We don’t know what sort of pain he was in. We don’t know whether he knew he was dying, or was conscious at all. We can hope a mate pressed a smoke on him, that somebody found a drink for him, that he was warm, that maybe somebody spoke a soft word to him. If he had moments of consciousness, we can imagine he thought of his ‘sweetheart’ as he lay there. I rather hope he did not know his child was growing inside her, for that pain would surely have been unbearable.

At some point on April 10th 1917, the day after he was wounded, James Fraser died. He is buried at Roclincourt Cemetery, one of those rows upon row of white headstones so familiar from the television.
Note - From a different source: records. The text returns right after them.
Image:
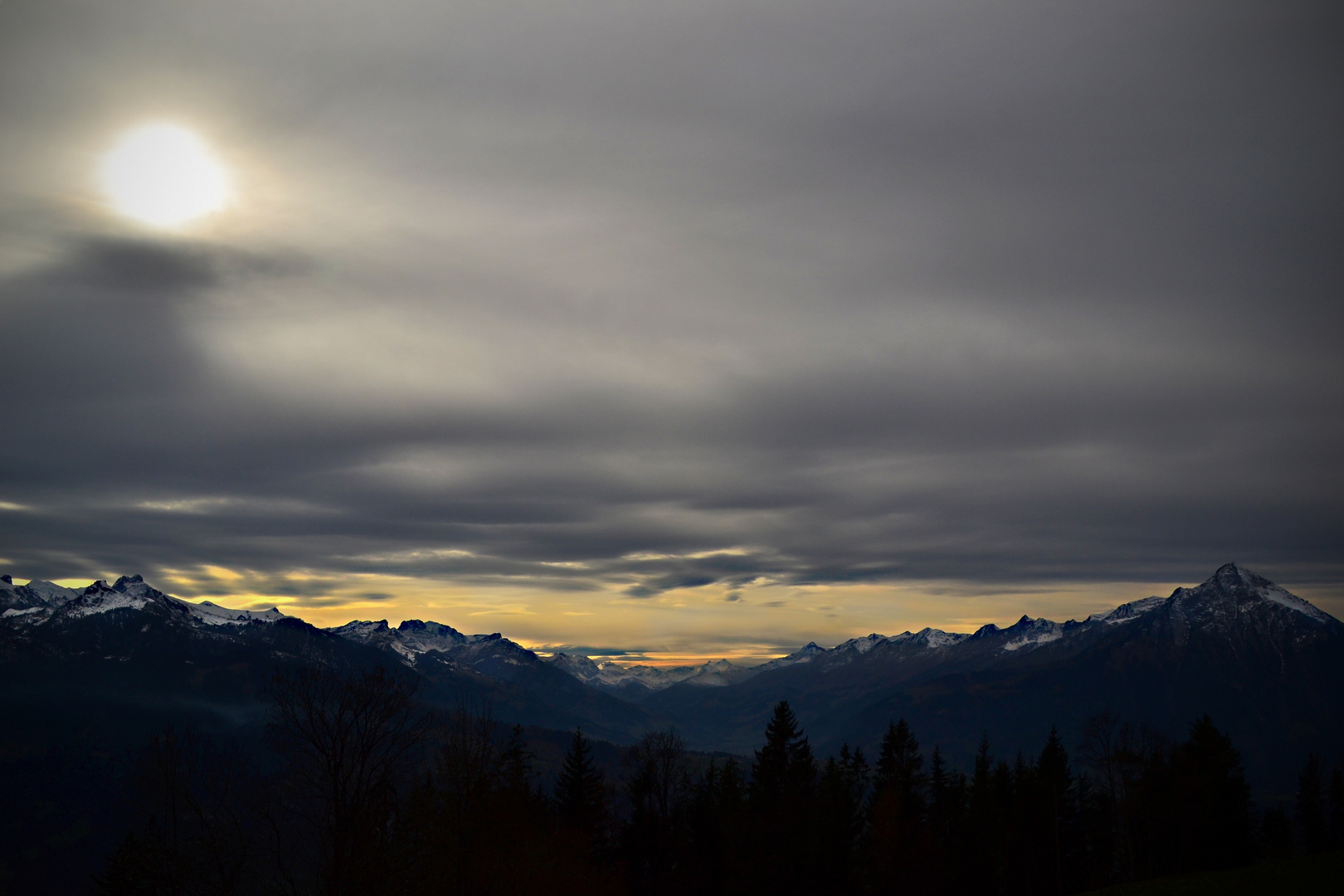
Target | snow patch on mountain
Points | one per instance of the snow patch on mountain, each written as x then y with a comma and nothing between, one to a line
1040,633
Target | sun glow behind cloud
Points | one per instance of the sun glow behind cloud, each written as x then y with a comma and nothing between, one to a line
164,176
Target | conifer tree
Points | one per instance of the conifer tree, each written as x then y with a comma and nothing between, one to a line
782,796
580,794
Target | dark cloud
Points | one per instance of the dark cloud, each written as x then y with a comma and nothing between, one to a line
682,296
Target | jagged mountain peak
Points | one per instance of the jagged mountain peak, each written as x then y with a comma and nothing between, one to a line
1234,590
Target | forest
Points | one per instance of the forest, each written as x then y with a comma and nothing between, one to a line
362,790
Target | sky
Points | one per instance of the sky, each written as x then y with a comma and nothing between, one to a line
675,329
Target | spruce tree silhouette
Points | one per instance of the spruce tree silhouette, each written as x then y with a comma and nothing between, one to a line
1054,782
581,794
782,798
897,811
1213,801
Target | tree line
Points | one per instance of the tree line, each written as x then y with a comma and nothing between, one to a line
370,794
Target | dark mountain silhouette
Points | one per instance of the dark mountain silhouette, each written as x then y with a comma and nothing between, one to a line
1268,665
1265,664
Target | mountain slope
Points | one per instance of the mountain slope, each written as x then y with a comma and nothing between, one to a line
1268,665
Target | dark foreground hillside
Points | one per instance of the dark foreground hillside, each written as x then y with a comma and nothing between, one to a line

He was unremembered for many years. His father and young sister were in America, having abandoned my grandad and James in Scotland. My grandfather lost contact with James in wartime and, penniless and with a growing family in the 1920s, had concerns that stopped him, as far as we know, finding out about his brother.

Only when my own father wanted to know more of the family history and solve some of the puzzles that had bothered him for years did I unearth James Fraser’s sad story. After more than 80 years, his brother’s descendants were able to remember him.

His sweetheart’s family knew little of him. We can imagine the stigma of Barbara’s unmarried motherhood, though her fate was far from rare in wartime. James and Barbara’s child grew up not knowing about her father, and little of him was passed on in the family.

It was only when my researches put me in touch with the descendants of James Fraser’s sweetheart that we realised an echo of him had indeed survived the years. The only memory the family he never knew had of him was in the two Christian names his sweetheart gave their little girl: Jamesina Fraser.

He is very distant to my boy and I, and to his descendants in Aberdeen (where his grand-daughter is the spitting image of my sister, his great-niece), but we are all here and we will remember James Fraser.

Feeling flat

So after the parade on Sunday we had family round for lunch, and then we cleared tons and tons of junk out of the flat-roofed room at the end of our new abode. This was because the following day, the flat-roofers were coming to replace the leaking roof.

It took a long, long time to move all the stuff we’d stored there temporarily, but, exhausted, we finally achieved an empty room in which the workmen could labour.

You’re ahead of me, aren’t you?

On Monday the roofers arrived. I showed them into the empty room. “Thanks mate, now we’d better get on,” said the chief roofer. “Eh?” “Oh, we don’t need to come in here….”

How we chuckled.

By the way, I recommend D&C Flat Roofing: really nice, efficient guys and boy do they work..

Painful lesson?

I’m worried anew about the debt crisis and the lessons it teaches us.

All the countries mired deep in the financial doo-doo are all the countries that have the best time: the Irish and their craic, the Italians and their irresistible love of life, the Greeks in their eternal sunshine.

All the countries with a reputation for being clever but miserable and humourless are doing just fine: the Swedes, the Germans. I’ll leave you to work out where I think the English stand in this…

Will it teach our children not to have a good time?

Maybe there will be better lessons: the countries doing best are the countries with solid social policies and strong welfare states, for example. Some people – the Americans – are learning that greed, selfishness and ignorance have consequences.

Me, I’m going to start planting vegetables and maybe buy a pig.

And finally…

Thanks, as always, for the comments – even though I’m sometimes not too sure what you’re on about. Sister Guide, welcome aboard. As you can see, we need a voice of reason.